Steven Heller at Print has a brief interview with John Kropf, author of last fall’s Color Capital of the World: Growing Up with the Legacy of a Crayon Company (November) on the history of the American crayon.
This is so good. This is excellent drama. The internet can still deliver the goods.
“When you announce your reading list, it should be subtly and tastefully esoteric.”
Upcoming book:
January 10 | Schocken
The Diaries of Franz Kafka
translated by Ross Benjamin
From the publisher: Dating from 1909 to 1923, the handwritten diaries contain various kinds of writing: accounts of daily events, reflections, observations, literary sketches, drafts of letters, accounts of dreams, as well as finished stories.

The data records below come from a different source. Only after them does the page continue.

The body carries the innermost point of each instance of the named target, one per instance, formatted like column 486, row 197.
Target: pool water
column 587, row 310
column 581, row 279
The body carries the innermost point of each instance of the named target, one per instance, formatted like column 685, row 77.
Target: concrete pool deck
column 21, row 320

This volume makes available for the first time in English a comprehensive reconstruction of the diary entries and provides substantial new content, including details, names, literary works, and passages of a sexual nature that were omitted from previous publications. By faithfully reproducing the diaries’ distinctive—and often surprisingly unpolished—writing in Kafka’s notebooks, translator Ross Benjamin brings to light not only the author’s use of the diaries for literary experimentation and private self-expression, but also their value as a work of art in themselves.